A group of UK researchers decided to look into this ability in tadpoles, which can regrow a tail that has been severed. Their results proved to be somewhat counter intuitive–showing that a molecule previously thought to be harmful to cells is involved in the process.
According to their report in the latest edition of Nature Cell Biology, the research team´s latest findings were based on their previous work that identified genes that were activated during the tail regeneration process.

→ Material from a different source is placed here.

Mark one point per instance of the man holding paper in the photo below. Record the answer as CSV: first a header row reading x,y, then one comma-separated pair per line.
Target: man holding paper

The earlier study showed that several metabolism genes are activated, including those responsible for the production of reactive oxygen species (ROS) — chemically-reactive, oxygen-containing molecules.
“We were very surprised to find these high levels of ROS during tail regeneration,” said the study´s lead author Enrique Amaya, a professor at the University of Manchester. “Traditionally, ROS have been thought to have a negative impact on cells. But in this case they seemed to be having a positive impact on tail re-growth.”
First, the team investigated the prevalence of ROS during tail regeneration. To do so, they measured the level of hydrogen peroxide, a common ROS in cells, using a molecule that fluoresces in its presence. Amaya and his colleagues were able to demonstrate that a marked increase in hydrogen peroxide occurs in the tadpoles after tail amputation. The levels remained higher during the entire regeneration process, which lasts several days, according to the team´s report.
After positively identifying the elevated levels of ROS, the team looked to see how the concentration of ROS played a role in the regeneration process. Using a chemical or a genetic inhibiting mechanism, Amaya´s team was able to block the effectiveness of ROS in two separate experiments. The researchers were able to show that when ROS was effectively inhibited, a tadpole´s tail did not grow back.
“When we decreased ROS levels, tissue growth and regeneration failed to occur,” Amaya said in a statement. “Our research suggests that ROS are essential to initiate and sustain the regeneration response.”
“We also found that ROS production is essential to activate Wnt signalling, which has been implicated in essentially every studied regeneration system, including those found in humans,” he added. “It was also striking that our study showed that antioxidants had such a negative impact on tissue regrowth, as we are often told that antioxidants should be beneficial to health.”
Amaya also noted that the chemical mechanism for inhibiting ROS included antioxidants and a recent study from the iconic geneticist James Watson suggested antioxidants could be harmful to people in the later stages of cancer.
“It’s very interesting that two papers suggesting that antioxidants may not always be beneficial have been published recently,” Amaya said. “Our findings and those of others are leading to a reversal in our thinking about the relative beneficial versus harmful effects that oxidants and antioxidants may have on human health, and indeed that oxidants, such as ROS, may play some important beneficial roles in healing and regeneration.”